In an August 2003 meeting with Rumsfeld, McCain “made a very passionate case that we need to look at adding more troops,” according to Sen. Lindsey Graham (R-SC). But in a note from Rumsfeld just after meeting, McCain reportedly told Rumsfeld, “the answer may not be more troops in Iraq“:
An aide to the secretary said Mr. McCain’s account is incorrect. “In November 2003, Secretary Rumsfeld and Senator McCain had one of a number of conversations that ended with the two in agreement on the need to win in Iraq,” Keith Urbahn said. “Senator McCain may prefer to characterize their meeting as a Showdown at the OK Corral, but that’s not straight talk. It’s a fairy tale.”

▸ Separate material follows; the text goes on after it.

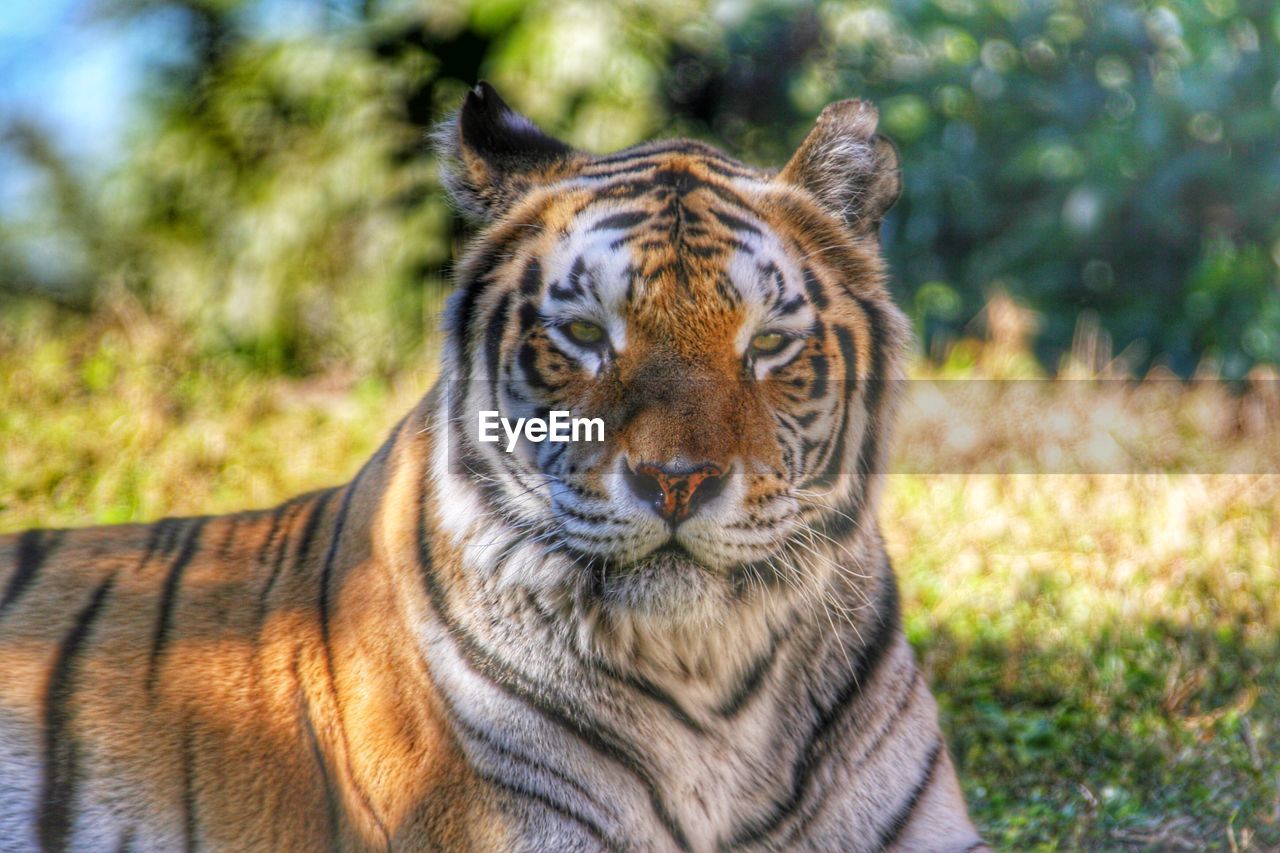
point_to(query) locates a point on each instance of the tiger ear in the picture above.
(850, 170)
(490, 155)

Mr. Rumsfeld wrote a two-sentence summary shortly after his meeting, according to his office. “I had breakfast with Senator McCain. He said, ‘The answer may not be more troops in Iraq, but the answer is not the status quo.’ I agree with him.”
On the campaign trail, McCain assails Rumsfeld as “one of the worst secretaries of defense in history.” Yesterday, however, The Jed Report unearthed a 2001 Larry King interview with McCain saying he would have hired Rumsfeld had he been elected President in 2000. McCain said Bush assembled the “strongest” national security team in history. Watch it:
“Oh yes, and Cheney,” he added gleefully, saying that he told Dick Cheney at the time, “If I had been elected President, you’d have been my nominee for Vice President.” “Hell, yeah,” McCain told Stephen Hayes about Cheney serving in a future McCain administration. But in 2007, McCain said Bush was “very badly served” by Cheney.
As ThinkProgress has documented, McCain continued to try to have it both ways despite criticizing Rumsfeld, stating in 2005, “we will have made a fair amount of progress if we stay the course.”